Y es que en cuanto nos faltó Abigail Anaya no fuimos nada.
O tal vez sí; tal vez nos convertimos en una auténtica pandilla de «gamines» descontrolados, y eso era sin duda lo peor que hubiera podido sucedemos.
Robar y mendigar se convirtió de nuevo en hábito.
Sin la autoridad de Abigail la disciplina se relajó en poco más de una semana, y aun cuando continuábamos durmiendo hacinados en el pequeño sótano, ya cada uno iba a su aire, se buscaba la vida como buenamente podía, y jamás se detenía a meditar sobre si lo que estaba haciendo acarrearía o no consecuencias negativas al resto de la «gallada».

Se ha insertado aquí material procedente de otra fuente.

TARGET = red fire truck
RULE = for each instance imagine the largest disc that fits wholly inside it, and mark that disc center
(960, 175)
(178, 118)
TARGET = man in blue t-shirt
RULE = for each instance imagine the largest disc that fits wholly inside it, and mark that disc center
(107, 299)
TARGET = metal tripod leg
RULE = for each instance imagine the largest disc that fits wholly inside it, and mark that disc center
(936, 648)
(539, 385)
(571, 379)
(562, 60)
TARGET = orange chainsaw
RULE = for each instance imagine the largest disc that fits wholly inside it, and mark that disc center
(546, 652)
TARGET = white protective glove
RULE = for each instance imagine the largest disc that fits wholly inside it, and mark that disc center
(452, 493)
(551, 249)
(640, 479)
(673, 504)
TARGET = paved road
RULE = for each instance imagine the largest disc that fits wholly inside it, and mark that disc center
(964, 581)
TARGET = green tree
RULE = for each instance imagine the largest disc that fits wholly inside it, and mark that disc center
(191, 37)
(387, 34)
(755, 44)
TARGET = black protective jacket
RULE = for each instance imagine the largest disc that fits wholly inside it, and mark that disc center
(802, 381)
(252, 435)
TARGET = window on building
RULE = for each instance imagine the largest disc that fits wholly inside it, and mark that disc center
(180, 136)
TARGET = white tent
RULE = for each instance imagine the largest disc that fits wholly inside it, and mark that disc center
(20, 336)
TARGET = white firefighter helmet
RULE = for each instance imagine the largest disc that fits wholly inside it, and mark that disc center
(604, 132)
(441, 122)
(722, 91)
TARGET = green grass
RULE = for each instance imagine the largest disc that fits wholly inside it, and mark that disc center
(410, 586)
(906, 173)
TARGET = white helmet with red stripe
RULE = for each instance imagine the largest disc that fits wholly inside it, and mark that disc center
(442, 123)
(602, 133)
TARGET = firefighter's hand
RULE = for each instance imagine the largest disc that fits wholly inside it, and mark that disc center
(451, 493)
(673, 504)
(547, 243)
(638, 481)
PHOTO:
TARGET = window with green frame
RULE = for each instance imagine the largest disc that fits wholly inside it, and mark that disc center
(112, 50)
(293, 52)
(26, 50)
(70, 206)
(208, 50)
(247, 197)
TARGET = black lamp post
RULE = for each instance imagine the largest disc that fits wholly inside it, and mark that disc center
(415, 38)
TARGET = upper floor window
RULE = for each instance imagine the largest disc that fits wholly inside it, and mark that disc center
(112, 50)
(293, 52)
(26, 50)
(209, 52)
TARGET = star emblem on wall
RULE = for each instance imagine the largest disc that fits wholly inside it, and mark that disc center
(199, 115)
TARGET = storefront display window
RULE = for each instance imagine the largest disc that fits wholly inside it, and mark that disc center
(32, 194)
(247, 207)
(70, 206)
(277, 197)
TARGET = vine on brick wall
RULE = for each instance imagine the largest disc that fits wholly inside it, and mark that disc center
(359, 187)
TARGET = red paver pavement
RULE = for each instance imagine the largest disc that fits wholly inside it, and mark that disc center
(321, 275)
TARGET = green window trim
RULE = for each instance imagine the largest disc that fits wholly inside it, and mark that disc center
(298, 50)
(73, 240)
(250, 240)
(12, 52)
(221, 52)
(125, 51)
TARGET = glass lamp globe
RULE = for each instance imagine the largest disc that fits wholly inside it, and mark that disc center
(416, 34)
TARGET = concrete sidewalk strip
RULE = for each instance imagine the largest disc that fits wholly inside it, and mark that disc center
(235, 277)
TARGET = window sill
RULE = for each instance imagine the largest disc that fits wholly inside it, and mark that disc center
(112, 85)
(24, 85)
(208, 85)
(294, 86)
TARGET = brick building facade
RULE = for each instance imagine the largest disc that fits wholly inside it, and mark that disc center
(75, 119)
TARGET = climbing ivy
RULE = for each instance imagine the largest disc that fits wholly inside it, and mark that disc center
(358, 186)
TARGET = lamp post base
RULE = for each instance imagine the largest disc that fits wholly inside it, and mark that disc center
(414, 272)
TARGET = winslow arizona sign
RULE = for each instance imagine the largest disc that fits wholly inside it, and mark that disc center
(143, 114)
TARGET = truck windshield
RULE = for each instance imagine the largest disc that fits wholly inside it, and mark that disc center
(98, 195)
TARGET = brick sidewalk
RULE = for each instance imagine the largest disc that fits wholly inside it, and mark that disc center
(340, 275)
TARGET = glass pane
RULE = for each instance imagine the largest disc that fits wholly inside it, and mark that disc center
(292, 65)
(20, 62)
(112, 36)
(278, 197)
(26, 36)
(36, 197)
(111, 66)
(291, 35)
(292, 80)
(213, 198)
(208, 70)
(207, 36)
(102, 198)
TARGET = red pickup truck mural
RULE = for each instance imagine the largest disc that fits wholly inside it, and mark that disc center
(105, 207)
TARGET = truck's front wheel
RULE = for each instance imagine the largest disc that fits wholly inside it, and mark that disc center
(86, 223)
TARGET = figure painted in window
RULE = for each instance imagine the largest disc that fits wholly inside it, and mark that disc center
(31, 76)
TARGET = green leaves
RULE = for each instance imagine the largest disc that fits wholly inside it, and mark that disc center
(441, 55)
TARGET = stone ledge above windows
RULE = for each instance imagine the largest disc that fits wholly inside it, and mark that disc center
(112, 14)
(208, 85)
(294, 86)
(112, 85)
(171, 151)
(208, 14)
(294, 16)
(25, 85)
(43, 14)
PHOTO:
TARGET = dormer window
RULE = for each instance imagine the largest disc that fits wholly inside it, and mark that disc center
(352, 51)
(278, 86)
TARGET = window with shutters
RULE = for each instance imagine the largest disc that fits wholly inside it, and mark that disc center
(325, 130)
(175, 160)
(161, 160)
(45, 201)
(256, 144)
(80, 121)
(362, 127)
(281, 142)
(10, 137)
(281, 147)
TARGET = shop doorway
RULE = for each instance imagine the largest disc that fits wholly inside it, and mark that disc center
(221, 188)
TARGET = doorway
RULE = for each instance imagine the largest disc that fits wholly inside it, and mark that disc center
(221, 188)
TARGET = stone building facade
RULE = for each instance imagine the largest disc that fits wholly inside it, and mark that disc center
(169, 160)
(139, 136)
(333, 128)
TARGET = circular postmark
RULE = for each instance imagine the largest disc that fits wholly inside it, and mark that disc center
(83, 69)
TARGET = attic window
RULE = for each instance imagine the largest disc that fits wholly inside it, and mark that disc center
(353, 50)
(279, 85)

Ramiro fue quien con más fuerza insistió en que deberíamos seguir la línea que habíamos llevado, y aunque Amanda y yo le apoyábamos, el resto no hizo caso, y pronto descubrimos que Ricardito y Pancho se habían aficionado al «bóxer» mientras que
el Patacorta
estaba enganchado al «basuco».
¡Mala cosa el «basuco»! ¡Mala sobre todo cuando no tienes más que nueve años! Cuando aún no había cumplido los once,
el Patacorta
le rajó la barriga a un traficante para robarle trescientos gramos de vicio que se metió «palcuerpo», y al mes apareció en un portal con la garganta abierta de lado a lado y una oreja en la mano.
¿«Bóxer»? Una especie de pegamento que se aspira, te produce somnolencia, te hace sentir bien y, sobre todo, te ayuda a olvidar el hambre por un rato.
No. No es nada saludable desde luego, pero al menos no te engancha como la «coca», la «yerba» o el «basuco», ni te destroza los pulmones como esos locos que para atontarse aspiran el tubo de escape de los carros.
¿Qué pregunta? Lo que se trata es de buscar la forma de escapar a la realidad que te rodea, y cuando no hay nada mejor hasta el humo de un coche puede servir de ayuda.
¡Naturalmente! Yo lo he probado todo, pero quizá la única razón por la que puedo contarle cuanto le estoy contando, se basa en el hecho de que no permití que ni el «bóxer» ni el vicio me atraparan definitivamente.
Una vez oí en la radio que sólo dos de cada diez «gamines» llegan a sobrepasar los quince años, y si soy uno de ellos se lo debo sin duda a que, por alguna extraña razón que nunca supe, mi cuerpo rechazaba esa mareante sensación de aturdimiento que tanto daño produce.
Sobrevivir en las calles se iba haciendo cada vez más difícil, pero sobrevivir drogado se convertía sin duda en una hazaña imposible.
Como las malas rachas tienen la jodida costumbre de venir acompañadas, pronto empezó de nuevo a llover y fue esa lluvia la que provocó la definitiva desbandada.
Rita desapareció sin dejar rastro.
Era muy linda. Pequeña y siempre sucia, pero linda con sus enormes ojos negros y su pelo muy largo. Lo único que supimos de ella nos lo contó un portero del «Tequendama», que vio cómo un señor la invitaba a subir a un carro, muy elegante a la puerta de la librería del otro lado de la calle.